Are you sick of pumpkin yet? I hope not because I have several more pumpkin recipes to share with you.
Breakfast is one of my favorite meals of the day. So I have it for dinner quite often. You know, Brinner.
One dish I have on special occasions is French toast. Or when I want to treat myself. Remember this Pain Perdu I made after my trip to New Orleans? Oh mama.
This Oven Baked Pumpkin French Toast is so simple and can be prepared the night before. Or if you forget (ahem), it can be prepared an hour ahead of time.
I made these into muffins because I wanted to freeze them for an easy peasy breakfast. Truth here: I am not a morning person. On weekends I enjoy my sleep and then wake up, leisurely get ready and then make breakfast.

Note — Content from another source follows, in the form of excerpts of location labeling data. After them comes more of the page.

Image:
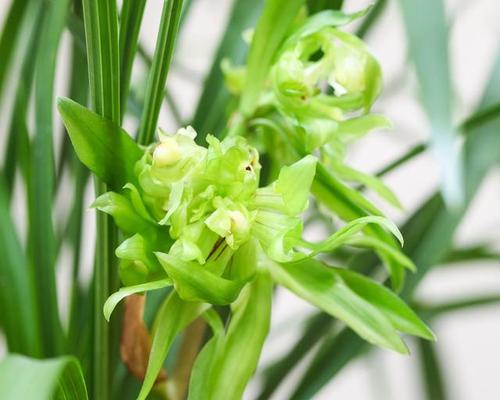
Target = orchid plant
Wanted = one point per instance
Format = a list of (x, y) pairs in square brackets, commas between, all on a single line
[(200, 223), (201, 217)]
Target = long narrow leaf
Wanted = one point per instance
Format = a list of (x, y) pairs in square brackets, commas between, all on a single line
[(428, 235), (161, 63), (42, 239), (17, 301), (173, 316), (214, 100), (27, 378), (270, 31), (100, 144), (103, 57), (427, 33), (130, 24)]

This recipe is going on my rotation for its simplicity and hint of pumpkin-ness.
- 6-7 cups cubed bread (French, Brioche, or Challah)
- 4 eggs
- ½ c milk
- ¼ c heavy whipping cream
- 2 c pumpkin purée
- 2 Tbsp brown sugar
- 1 tsp vanilla extract
- 1½ tsp pumpkin pie spice
- 1 tsp ground cinnamon
- Topping:
- 2 Tbsp flour
- 2 Tbsp brown sugar
- 1 tsp pumpkin pie spice
- 2 Tbsp cold butter, diced
- Additional Toppings:
- Confectioners Sugar
- Maple Syrup
- *Note: the pumpkin batter can be prepared and bread soaked for one hour or overnight. The longer it soaks the more flavor you will get. If you do soak it overnight, I would reduce the amount of bread to 5-6 cups.
- Combine eggs, milk, whipping cream, pumpkin, brown sugar, vanilla extract, and spices in a large mixing bowl. Add chunks of bread and mix until bread is immersed in pumpkin mixture. Cover and refrigerate for one hour to overnight.
- When ready to bake, preheat oven to 350 degrees.
- Using a cookie scoop, divide soaked bread among 12 muffin tins.
- Add topping ingredients to a small bowl. Mix together ingredients until butter is crumbled into small pieces. Top bread with flour mixture.
- Bake for 20 minutes.
- Sprinkle with confectioners sugar. Serve with great maple syrup.